The words "eros" and "psyche" are commonly used in english, and relate to love, eroticism, the human mind, and the soul. They are also the names of central figures in a greek myth that symbolizes the human soul's search for love, its all-encompassing blinding nature, and the great trials that the soul will go through to secure that love. According to legend, Psyche was a princess that was said to be so beautiful that she challenged the beauty of the goddess of love, Aphrodite. Aphrodite couldn't tolerate this competition and sent her son and winged messenger Eros (also known as Cupid) to make Psyche fall in love with the ugliest, most repulsive monster on earth. However, as Eros was targeting Psyche, he accidentally pierced his own heart with one of his love-causing arrows, leading him to fall madly in love with her. An oracle foresaw that Psyche would become the wife of a serpentine monster, and she was chained to a sea cliff to be sacrificed. Just when she thought she was approaching her end, a wind spirit put her to sleep and carried her away to Eros's castle. When she awoke, she could feel the presence of her new husband; she could hear his voice, and at night, she could feel his touch. She could never see him, yet his love always accompanied her. Their love continued to blossom until one day, Psyche's sister visited and planted doubts in her head; this invisible force was not a loving husband but instead a beast too ashamed to show his proper form. Psyche denied this idea until her curiosity got her, and she held a candle to her husband's sleeping form. There, the beautiful frame of Eros was revealed, but her gasp woke him from his sleep. When he saw his wife looking upon his body by candlelight, Eros was heartbroken by this betrayal of his trust and vanished through the window with a wordless glare. Psyche fell apart when she realized her error, how deeply she violated her bond with her lover. Her despair drove her to seek out Aphrodite, who sent her on three trials to prove her love for Eros, including entering the Underworld and facing death. Eventually, she conquered every challenge, and Eros and Psyche were reunited. As a wedding present, she was gifted eternal life and youth and granted butterfly wings so that she could fly around the world with her husband.

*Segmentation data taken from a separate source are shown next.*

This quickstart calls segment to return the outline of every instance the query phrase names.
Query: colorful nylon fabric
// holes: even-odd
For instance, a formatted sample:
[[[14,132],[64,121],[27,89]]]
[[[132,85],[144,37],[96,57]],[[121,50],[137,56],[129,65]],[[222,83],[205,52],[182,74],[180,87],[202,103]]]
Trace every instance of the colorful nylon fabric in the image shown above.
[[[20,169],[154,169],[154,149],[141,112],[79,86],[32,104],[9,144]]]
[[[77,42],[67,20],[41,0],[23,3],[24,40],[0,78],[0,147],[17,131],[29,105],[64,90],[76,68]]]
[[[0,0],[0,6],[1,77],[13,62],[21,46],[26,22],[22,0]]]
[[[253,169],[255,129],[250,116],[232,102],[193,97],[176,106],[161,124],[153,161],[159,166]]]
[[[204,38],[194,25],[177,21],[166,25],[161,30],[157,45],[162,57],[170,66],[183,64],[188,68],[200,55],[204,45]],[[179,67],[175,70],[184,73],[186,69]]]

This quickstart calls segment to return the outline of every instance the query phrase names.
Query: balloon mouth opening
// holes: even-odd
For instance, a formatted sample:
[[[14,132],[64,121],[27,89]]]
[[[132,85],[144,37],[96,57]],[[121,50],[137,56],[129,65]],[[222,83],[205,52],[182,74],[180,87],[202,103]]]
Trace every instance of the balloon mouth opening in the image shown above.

“How was it possible to be afraid, when the two of them grew stronger together every day? And every night. Every night was different, and every morning. Together they possessed a miracle.”
― Patricia Highsmith
In Greek mythology, Hyacinthus was a prince whose beauty was so great it caught the eyed of the god of the sun, Apollo. They became lovers, and Apollo passed his skills with the lyre and archery to Hyacinthus, and they also bounded over spending time in the gymnasium. Unfortunately, this became their downfall when a ricocheting discus thrown by Apollo hit Hyacinthus in the temple and killed him. Apollo tried everything to revive Hyacinthus, even feeding him the nectar of the gods, but he could not change what the Fates had chosen. To remind himself of his dearest mortal lover, Apollo created a flower out of the spilled drops of Hyacinthus's blood, the beautiful bloom we now know as the Hyacinth.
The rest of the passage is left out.